Re: [Go SDK] Direct Runner Replacement: Prism

2023-02-09 Thread Austin Bennett
Thanks for the work on this; a very welcomed feature/contribution!

On Thu, Feb 9, 2023 at 7:36 AM Jack McCluskey via dev 
wrote:

> Congratulations on getting the runner to a state you're happy contributing
> to the main repo! I'm happy to help review PRs and get sub-packages in.
> Anything that helps developers and users test Beam pipelines more
> effectively is a welcome inclusion.
>
> Thanks,
>
> Jack McCluskey
>
> P.S. I'm glad the Prism name stuck, that's definitely one of my finer
> branding efforts
>
> On Wed, Feb 8, 2023 at 6:23 PM Robert Burke  wrote:
>
>> Hello Beam!
>>
>> == tl;dr; ==
>>
>> I wrote a local, portable Beam runner in Go to replace the Go direct
>> runner.  I'd like to contribute it to the Beam Repo. The Big PR with
>> everything is here: https://github.com/apache/beam/pull/25391
>>
>> I'll be sending smaller PRs out for review to get it into the repo. Take
>> a look at the big one, don't mind the mess, but do ask questions, or offer
>> constructive suggestions to make it clearer. There are ample TODOs that
>> could be added. This thread will be kept up to date with the progress.
>>
>> Highlights:
>> Avoids false positive issues the Go Direct runner has, especially around
>> serialization issues.
>> Single transform at a time execution.
>> Watermark propagation through Graph for GBKs and Side Input windowing.
>> Will be capable of testing the whole Go SDK, in time.
>> Will be capable of being a stand alone single binary runner, in time.
>> ++Many opportunities for contribution after getting into the repo!++
>>
>> Lowlights:
>> Only for Go SDK, for now.
>> ~~Many unimplemented features~~
>>
>> Where to start reading?
>>
>> Vision README:
>> https://github.com/apache/beam/blob/9044f2d4ae151f4222a2f3e0a3264c1198040181/sdks/go/pkg/beam/runners/prism/README.md
>>
>>
>> Code Structure README:
>> https://github.com/apache/beam/blob/9044f2d4ae151f4222a2f3e0a3264c1198040181/sdks/go/pkg/beam/runners/prism/internal/README.md
>>
>>
>> executePipeline entrypoint:
>> https://github.com/apache/beam/blob/9044f2d4ae151f4222a2f3e0a3264c1198040181/sdks/go/pkg/beam/runners/prism/internal/execute.go#L41
>>
>>
>>
>> == The long version ==
>>
>> Since last year, I was puttering away at making a Portable Beam Runner
>> authored in Go. Partly because I wanted to learn the "runner" half of beam,
>> and partly because the Go Direct Runner (and most other direct runners),
>> are not good at testing.
>>
>> I managed to get it roughly ready for basic batch execution by end of
>> February 2022 , and then 2022 got away from me.
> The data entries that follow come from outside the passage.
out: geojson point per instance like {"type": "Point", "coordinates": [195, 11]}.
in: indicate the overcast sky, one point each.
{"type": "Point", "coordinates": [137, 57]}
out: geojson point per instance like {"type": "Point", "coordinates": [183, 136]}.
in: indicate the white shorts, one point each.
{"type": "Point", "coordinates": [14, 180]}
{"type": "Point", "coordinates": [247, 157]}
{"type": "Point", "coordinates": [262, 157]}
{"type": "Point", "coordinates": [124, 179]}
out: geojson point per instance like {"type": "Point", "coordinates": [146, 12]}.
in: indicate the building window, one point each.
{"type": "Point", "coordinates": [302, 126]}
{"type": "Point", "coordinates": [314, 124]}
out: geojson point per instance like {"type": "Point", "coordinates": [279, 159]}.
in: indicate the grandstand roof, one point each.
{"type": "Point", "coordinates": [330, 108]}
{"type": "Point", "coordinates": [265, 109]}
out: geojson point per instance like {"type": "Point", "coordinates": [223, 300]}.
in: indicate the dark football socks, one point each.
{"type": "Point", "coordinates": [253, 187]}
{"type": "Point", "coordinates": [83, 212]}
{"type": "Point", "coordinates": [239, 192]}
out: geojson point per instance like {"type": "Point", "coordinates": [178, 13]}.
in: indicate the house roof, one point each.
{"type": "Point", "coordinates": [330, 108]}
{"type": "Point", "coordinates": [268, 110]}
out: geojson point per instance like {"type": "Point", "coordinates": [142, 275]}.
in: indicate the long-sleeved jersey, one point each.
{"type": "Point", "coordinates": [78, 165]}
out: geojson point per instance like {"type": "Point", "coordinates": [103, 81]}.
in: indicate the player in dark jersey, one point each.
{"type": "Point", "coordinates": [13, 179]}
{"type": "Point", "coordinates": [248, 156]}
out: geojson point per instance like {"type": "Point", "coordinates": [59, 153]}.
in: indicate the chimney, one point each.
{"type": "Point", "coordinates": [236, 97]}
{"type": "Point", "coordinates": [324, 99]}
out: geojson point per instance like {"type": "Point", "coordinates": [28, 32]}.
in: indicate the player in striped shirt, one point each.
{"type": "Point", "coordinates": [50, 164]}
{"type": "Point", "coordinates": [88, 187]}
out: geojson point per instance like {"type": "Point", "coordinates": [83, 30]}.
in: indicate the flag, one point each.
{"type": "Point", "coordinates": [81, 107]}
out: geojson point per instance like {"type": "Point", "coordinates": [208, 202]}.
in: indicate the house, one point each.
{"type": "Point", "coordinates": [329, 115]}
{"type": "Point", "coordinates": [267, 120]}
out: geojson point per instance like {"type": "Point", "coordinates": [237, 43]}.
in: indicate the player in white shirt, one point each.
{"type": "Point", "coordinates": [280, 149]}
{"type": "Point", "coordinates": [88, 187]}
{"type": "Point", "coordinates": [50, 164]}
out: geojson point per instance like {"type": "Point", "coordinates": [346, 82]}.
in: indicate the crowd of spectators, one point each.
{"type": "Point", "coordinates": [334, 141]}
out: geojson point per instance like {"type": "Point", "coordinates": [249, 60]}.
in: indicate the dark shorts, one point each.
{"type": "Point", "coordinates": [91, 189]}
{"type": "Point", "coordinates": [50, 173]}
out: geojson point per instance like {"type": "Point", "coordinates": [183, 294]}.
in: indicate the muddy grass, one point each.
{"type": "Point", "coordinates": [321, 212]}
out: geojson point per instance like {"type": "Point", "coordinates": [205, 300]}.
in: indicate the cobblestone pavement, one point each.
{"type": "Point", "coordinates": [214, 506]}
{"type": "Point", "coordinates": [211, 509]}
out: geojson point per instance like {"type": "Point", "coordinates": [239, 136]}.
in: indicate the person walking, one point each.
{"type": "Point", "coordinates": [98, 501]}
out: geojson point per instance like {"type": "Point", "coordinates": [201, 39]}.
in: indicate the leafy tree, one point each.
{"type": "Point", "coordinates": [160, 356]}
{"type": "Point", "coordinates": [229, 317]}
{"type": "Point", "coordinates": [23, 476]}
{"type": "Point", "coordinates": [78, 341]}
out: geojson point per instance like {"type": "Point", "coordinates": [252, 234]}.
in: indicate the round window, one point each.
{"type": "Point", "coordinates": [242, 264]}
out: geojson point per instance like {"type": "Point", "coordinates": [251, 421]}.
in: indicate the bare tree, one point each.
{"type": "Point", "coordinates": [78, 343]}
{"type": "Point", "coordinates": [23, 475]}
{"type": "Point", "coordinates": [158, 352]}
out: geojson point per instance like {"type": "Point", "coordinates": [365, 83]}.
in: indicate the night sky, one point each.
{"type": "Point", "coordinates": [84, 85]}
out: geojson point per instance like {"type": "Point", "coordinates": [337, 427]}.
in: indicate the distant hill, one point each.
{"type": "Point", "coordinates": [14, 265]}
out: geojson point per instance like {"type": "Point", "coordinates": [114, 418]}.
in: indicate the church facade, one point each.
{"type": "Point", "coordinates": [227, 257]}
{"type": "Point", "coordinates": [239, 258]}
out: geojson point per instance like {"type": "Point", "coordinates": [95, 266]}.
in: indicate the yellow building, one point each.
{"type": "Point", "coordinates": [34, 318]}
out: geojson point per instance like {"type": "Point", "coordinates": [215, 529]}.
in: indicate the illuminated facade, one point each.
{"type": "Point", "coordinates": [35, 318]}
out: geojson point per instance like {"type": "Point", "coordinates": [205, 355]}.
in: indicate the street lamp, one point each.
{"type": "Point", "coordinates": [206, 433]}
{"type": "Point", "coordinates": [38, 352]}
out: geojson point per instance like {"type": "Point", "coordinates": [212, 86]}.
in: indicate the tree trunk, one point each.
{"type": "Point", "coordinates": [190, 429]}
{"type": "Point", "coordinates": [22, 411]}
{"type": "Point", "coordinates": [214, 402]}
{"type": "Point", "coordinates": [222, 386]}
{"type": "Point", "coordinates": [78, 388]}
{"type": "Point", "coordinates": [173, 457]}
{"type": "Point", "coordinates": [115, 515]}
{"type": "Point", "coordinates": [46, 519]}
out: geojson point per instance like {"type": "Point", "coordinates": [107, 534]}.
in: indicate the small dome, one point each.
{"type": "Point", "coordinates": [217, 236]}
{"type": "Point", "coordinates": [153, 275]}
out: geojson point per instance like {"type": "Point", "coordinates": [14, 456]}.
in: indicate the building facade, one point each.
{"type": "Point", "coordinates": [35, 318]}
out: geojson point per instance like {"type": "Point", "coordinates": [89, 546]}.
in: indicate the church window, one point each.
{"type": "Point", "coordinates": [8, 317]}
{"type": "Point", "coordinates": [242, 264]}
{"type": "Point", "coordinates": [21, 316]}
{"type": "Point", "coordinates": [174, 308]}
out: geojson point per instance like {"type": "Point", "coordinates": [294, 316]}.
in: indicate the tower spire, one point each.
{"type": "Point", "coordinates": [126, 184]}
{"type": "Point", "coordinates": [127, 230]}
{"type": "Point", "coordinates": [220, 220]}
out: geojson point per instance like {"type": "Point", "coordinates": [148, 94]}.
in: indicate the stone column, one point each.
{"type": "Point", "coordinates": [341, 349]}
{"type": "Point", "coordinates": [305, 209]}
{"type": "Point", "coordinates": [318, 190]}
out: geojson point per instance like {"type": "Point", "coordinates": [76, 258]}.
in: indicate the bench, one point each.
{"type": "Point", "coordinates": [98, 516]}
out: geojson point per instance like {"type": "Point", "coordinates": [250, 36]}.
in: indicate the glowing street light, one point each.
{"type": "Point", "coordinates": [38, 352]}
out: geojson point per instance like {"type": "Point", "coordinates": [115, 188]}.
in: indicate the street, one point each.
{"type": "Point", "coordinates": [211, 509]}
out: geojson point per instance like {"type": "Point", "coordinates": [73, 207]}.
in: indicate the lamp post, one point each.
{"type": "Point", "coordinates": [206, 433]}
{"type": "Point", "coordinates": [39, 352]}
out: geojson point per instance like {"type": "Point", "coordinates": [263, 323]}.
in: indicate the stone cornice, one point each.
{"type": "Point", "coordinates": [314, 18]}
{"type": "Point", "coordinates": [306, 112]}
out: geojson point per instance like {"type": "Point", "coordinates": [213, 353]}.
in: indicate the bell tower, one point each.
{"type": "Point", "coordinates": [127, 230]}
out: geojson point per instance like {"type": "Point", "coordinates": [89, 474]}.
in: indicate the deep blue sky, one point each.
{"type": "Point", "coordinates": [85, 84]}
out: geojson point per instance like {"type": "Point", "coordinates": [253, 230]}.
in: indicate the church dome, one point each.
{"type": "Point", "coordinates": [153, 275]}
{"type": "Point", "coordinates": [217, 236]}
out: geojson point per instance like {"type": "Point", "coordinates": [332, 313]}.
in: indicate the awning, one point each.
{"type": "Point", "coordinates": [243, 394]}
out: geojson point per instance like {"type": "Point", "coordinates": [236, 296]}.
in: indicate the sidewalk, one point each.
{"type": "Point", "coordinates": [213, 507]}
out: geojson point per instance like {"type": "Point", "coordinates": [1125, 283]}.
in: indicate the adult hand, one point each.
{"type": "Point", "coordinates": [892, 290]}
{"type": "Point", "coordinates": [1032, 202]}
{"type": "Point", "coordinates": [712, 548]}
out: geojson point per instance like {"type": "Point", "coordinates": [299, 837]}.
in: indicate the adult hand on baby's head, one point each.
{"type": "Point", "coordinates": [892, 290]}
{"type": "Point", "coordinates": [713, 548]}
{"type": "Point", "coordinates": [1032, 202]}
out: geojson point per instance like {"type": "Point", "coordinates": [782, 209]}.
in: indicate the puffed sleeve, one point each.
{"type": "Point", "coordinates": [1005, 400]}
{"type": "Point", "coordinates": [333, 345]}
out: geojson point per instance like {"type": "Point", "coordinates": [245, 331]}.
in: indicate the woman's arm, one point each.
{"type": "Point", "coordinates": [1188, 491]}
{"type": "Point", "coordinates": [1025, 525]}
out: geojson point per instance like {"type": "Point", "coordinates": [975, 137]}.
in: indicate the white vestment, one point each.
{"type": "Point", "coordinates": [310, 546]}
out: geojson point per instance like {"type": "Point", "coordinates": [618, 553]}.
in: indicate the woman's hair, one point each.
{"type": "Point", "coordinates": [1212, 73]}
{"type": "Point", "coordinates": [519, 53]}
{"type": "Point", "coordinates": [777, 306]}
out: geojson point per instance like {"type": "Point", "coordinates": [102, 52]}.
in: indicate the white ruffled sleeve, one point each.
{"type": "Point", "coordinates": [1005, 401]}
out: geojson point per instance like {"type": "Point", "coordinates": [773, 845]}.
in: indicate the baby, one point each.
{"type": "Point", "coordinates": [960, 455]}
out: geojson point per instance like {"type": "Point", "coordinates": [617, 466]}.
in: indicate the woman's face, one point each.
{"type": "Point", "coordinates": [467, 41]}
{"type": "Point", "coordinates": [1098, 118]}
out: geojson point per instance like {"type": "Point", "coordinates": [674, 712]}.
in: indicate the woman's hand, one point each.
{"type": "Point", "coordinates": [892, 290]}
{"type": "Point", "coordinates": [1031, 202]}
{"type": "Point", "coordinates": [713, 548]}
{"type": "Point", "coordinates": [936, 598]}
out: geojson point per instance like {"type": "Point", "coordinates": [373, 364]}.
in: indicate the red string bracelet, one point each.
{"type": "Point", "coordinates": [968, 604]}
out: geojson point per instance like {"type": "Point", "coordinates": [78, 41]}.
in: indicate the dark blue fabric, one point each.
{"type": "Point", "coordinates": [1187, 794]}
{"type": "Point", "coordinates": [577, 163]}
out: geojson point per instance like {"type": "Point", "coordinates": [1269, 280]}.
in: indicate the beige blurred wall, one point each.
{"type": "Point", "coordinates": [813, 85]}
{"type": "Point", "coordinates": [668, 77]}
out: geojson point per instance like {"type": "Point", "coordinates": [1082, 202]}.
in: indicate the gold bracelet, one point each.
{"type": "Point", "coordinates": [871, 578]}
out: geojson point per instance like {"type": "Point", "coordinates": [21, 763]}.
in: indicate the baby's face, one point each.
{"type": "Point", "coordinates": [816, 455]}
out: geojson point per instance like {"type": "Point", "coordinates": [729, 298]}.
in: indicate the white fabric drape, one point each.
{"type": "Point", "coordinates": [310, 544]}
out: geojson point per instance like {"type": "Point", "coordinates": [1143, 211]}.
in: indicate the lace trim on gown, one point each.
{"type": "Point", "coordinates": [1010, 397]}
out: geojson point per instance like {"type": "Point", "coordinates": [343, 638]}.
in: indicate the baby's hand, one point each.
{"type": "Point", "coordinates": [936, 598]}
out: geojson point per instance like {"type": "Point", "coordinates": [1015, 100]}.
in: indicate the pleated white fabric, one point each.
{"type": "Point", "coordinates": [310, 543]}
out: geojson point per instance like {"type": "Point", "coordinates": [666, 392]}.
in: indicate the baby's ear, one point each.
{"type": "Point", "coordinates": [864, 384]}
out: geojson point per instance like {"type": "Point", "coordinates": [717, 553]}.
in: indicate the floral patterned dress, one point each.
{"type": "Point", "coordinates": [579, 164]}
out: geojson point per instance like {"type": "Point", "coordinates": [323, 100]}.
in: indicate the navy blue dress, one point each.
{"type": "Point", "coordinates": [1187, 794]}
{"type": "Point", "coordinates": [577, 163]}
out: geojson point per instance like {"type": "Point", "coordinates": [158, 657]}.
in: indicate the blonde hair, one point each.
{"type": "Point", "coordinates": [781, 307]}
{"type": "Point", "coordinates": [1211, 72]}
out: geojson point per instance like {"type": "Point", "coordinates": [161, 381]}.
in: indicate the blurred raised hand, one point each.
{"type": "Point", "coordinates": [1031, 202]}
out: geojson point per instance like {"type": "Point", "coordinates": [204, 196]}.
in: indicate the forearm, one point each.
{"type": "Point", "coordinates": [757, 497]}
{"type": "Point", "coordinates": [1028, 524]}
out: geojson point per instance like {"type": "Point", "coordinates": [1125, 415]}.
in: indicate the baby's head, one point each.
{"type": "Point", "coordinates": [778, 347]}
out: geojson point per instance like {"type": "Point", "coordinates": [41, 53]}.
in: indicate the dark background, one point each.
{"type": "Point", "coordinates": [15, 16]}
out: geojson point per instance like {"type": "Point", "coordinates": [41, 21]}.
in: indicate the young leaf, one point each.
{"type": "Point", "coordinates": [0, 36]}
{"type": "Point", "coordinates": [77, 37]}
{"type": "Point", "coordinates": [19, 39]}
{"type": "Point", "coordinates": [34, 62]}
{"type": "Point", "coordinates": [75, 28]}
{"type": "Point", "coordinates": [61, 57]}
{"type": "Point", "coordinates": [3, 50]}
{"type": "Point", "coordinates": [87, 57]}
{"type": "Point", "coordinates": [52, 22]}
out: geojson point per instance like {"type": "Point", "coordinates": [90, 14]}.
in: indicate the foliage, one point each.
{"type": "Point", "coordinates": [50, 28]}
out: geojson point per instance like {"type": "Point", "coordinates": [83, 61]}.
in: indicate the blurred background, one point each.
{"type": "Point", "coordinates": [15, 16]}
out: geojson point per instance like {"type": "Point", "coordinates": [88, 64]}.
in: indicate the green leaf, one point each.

And I couldn't pick it up
>> until the end of the year.
>>
>> I gave a talk about this at Beam Summit 2022
>> https://2022.beamsummit.org/sessions/portable-go-beam-runner/ that
>> covers my motivation for it. Loosely, Beam has a Testing Problem. There are
>> large parts of Beam execution that matter for real world performance and
>> correctness, but the facilities to test these don't exist.  For example,
>> take Combiner Lifting, if a combiner is unlifted, but implements
>> AddInput... then Merge is never called, leaving it untested. And the user
>> has no control over this, or may not even be aware of it. How a DoFn is
>> executed matters for coverage, and user confidence.  In particular for
>> Streaming jobs, users will tend to try things out on their Prod runner, but
>> that doesn't help if one is testing on local Flink, but executing on Google
>> Cloud Dataflow, which behave very differently.
>>
>> Regardless of whether you agree with that thesis...  I wanted to fill
>> that gap. I wanted a runner that could be configured to test those
>> situations, and in particular, make it easier to develop SDKs and all the
>> features of Beam that don't get their own blog posts.
>>
>> Especially for the Go SDK. Java, being the oldest, has arguably the only
>> "correct" beam runner, in the form of the Java Direct Runner. But one can't
>> execute Go pipelines on that. Python has a portable execution of its
>> runner, but the current state of python is Parallelism hostile at best. It
>> supports a great many things, like Cross Language, but can't support
>> streaming execution (ProcessContinations etc) at present. Also, being a
>> large Python program, it's harder to follow.  The Java Direct runner, while
>> being slightly easier to follow, doesn't have a clear execution flow.
>> Neither of them are particularly easy for Non Language Experts to stand up
>> and use, especially outside of the Beam repo.
>>
>> The Go SDK's Direct Runner has many flaws, most of which are due to
>> Direct execution, rather than Portable Execution.  Implementing features
>> largely meant hacking certain things in, so they would be able to be
>> executed. This also made supporting and testing Cross Language Transforms,
>> State and Timers in Go pipelines a non-starter for users. And that's just
>> the tip.
>>
>> So I wanted something better. I mentioned it a few times to others, but I
>> kept hearing the same refrain: "I 

Re: OpenJDK8 / OpenJDK11 container deprecation

2023-02-09 Thread Luke Cwik via dev
Our current container java 8 container is 262 MiBs and layers on top of
openjdk:8-bullseye which is 226 MiBs compressed while eclipse-temurin:8 is
92 MiBs compressed and eclipse-temurin:8-alpine is 65 MiBs compressed.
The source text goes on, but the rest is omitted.